Pre-roman Cordova

Relieve de Córdoba y variación del paleocauce del Guadalquivir (Convenio GMU-UCO)
Relief of Cordoba and variation of the channel of the Guadalquivir (GMU-UCO Agreement)

As a poblational settlement, Corduba was born five thousand years ago, on a plateau known today as Colina de los Quemados, current Parque Cruz Conde. This is a natural terrace that has pronounced slopes towards North, East and South, that descend to the Guadalquivir river, ensuring an easy defense as well as a perfect control of the water course (on its surrounding area there were two seasonal fords that allowed to traverse it), of the lands of the valley and the countryside, of the hydrological resources and metals from the mountains. The exit to the Mediterranean of these latter was ensured through the riverbed, which was navigable to its very gates.

Its name, which some philologists interprete as “city of Turdetans” or “River City” and which persisted over the centuries, despite the many cultures that have lived on it, continues today.

Recreación esquemática del poblado calcolítico (AST)
Schematic recreation of Chalcolithic village (AST)
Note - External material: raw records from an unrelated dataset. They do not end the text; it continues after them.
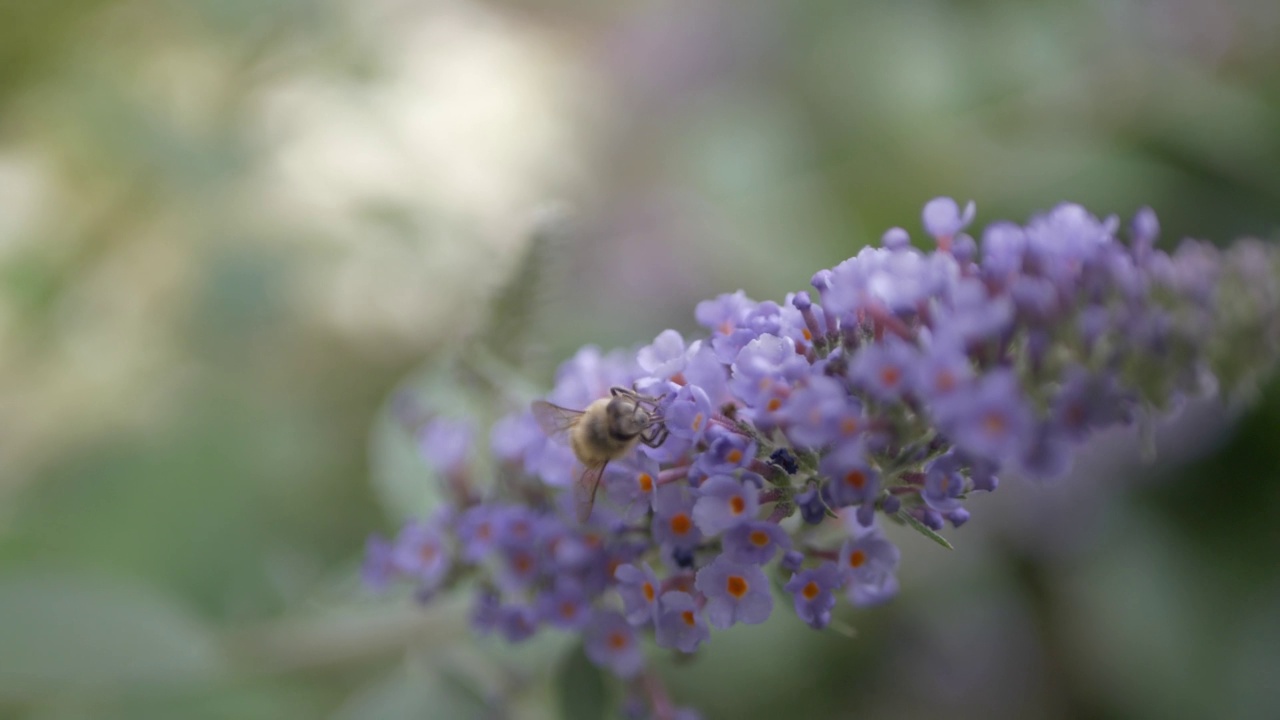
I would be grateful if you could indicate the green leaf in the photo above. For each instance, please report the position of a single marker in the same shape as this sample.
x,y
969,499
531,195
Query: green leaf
x,y
581,688
519,310
411,693
903,515
406,484
63,632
Several archaeological studies have demonstrated a slow but gradual occupation of the settlement during the Chalcolithic or Copper Age (III-II millennium BC); possibly organized in small groups of circular or oval huts, and an essentially agricultural economy and mining which lasted during the Intermediate Bronze Age (II millennium BC). During the early centuries of the first millennium BC the population would concentrate at the eastern end of the hill, facing the two fords of the Guadalquivir, in an area near the current San Rafael Bridge.

Recreación del río y el oppidum turdetano sobre la colina (AST)
Recreation of the river and the Turdetan oppidum on the hill (AST)

Its consolidation as an urban center will take place during the Late Bronze Age (9th-8th centuries) thanks to its location, related to the privileged route of communication defined by the river, and also thanks to the wealthy metals from the mountains, particularly copper, silver and gold. These were highly demanded by other peoples of the Mediterranean, including Phoenicians and Greeks. Since the 8th century, they arrived at Corduba and print major changes on its urban design, introducing new angular domestic models, fitted with a stone base and elevation of adobe or mud.

Ubicación de las dos ciudades: turdetana (azul) y republicana (rosa) (Convenio GMU-UCO)
Location of the two cities: turdetana (blue) and republican (pink) (GMU-UCO Agreement)

During the so-called orientalizing period (7th-6th centuries BC), Corduba became a well organized and possibly walled urban entity. A little later, between the end of the 6th century and the last years of the 5th BC, scarce archaeological works, and the analysis of its economic and political territory, indicate that the city already had great urban dynamism. De facto, it had become the governing center of the Guadalquivir valley. During the 5th and 4th centuries BC Corduba, situated on the Turdetan cultural sphere, heir of the legendary Tartessos, was fully integrated into the cultural, political, economic and commercial circuits of the moment, ready to receive in a relatively natural way the new Roman invaders. They immediately understood its high strategic value, choosing it as a bridgehead, wintering place for troops and headquarters of the praetor.

Cordubenses and Italics coexisted peacefully for a long time. However, the foundation of the new Roman city in the mid 2nd century BC brought together the new settlers from the Italian peninsula with a large group of “select indigenous”, as Strabo calls them. This would cause the progressive decline of the indigenous nucleus, which was definitely abandoned in the early decades of the 1st century BC.

So far, we do not have any information on the funerary practices of Prehistoric and Turdetan Cordova. Researchers do not seem to agree if that lack is due to a peculiar archaeological casuistry or to the use some kind of ritual that leaves no archaeological trace.